À la fête traditionnelle donnée par l’ambassade du Luxembourg à Berlin, toutes ces réflexions et ces craintes circulaient évidemment en toile de fond dans les conversations. Le chœur Die Vögel, constitué de personnes qui travaillent dans le cinéma, notamment la réalisatrice Eileen Byrne, a chanté à cette occasion. Entre un refrain de Barbie et l’intro de White Lotus, l’ambassadeur Jean-Paul Senninger, a parlé du contexte géopolitique complexe des guerres et des multi-crises qui en découlent : un contraste saisissant. Personne n’ignore la réalité et même lorsque les verres ont commencé à trinquer, on sentait que les choses ne sont plus tout à fait légères. Malgré tout, on tente de se réjouir de la présence des films, on s’écoute les uns les autres et on tente de se souvenir pourquoi on est là, pourquoi on travaille dans le cinéma. Une question récurrente de nos jours, à tous les niveaux de la société. La passion de créer des histoires, de se faire l’écho du monde, tel qu’il l’est, est-ce encore essentiel ?
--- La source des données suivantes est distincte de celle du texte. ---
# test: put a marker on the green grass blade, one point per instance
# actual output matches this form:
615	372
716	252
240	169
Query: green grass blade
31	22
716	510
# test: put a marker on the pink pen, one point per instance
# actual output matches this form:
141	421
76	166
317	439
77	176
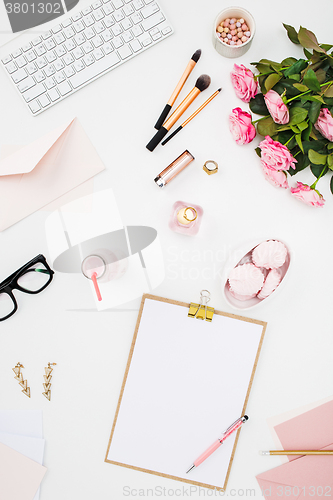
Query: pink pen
233	427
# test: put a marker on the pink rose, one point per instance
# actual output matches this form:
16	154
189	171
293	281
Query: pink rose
325	124
246	87
310	196
240	124
277	178
275	155
277	108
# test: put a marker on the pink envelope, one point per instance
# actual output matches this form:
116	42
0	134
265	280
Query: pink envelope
306	476
44	170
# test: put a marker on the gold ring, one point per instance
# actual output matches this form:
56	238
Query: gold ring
193	210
Pour Paul Thiltges, qui a donc un Ours d’Or à son actif avec le brillant réalisateur roumain, Radu Jude, les choses sont claires : « Il faut continuer à faire du bon cinéma. Travailler sans relâche et trouver les moyens pour bien le faire ! » Emmanuelle Vincent, productrice chez Doghouse Films Luxembourg est heureuse de pouvoir montrer un film réconfortant et peut-être même tout public, à travers ce festival, important, historique, dit-elle : « Fox and Hare save the Forrest pour lequel toutes les équipes ont tellement travaillé, au Luxembourg mais aussi en Belgique et aux Pays-Bas, un film comme celui-ci, ça se fait comme ça, en équipe, avec bienveillance, confiance et persistance. »
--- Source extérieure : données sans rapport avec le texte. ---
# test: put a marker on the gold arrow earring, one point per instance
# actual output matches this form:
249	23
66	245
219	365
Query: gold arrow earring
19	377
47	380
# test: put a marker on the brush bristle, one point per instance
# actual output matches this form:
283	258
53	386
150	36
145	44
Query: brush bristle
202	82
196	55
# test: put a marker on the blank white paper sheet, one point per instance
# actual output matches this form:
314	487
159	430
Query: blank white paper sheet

Quant à la réalisatrice et productrice Bady Mink (Amour fou), elle se souvient parfaitement qu’après avoir présenté ses films lors des grands festivals, tels que la Berlinale, les financements se sont simplifiés, d’un seul coup. Tout était devenu plus aisé pour la suite... À l’époque. Pour rappel, le cinéma européen est un cinéma subventionné. Aujourd’hui, les productions avancent pour Amour Fou, mais les financements redeviennent très compliqués, l’argent manque car tous les coûts ont augmenté, notamment ceux des acteurs et équipes. « Ce n’est d’ailleurs pas étonnant. Les acteurs, actrices, les techniciens et techniciennes doivent bien payer leur loyer, comme tout le monde ! »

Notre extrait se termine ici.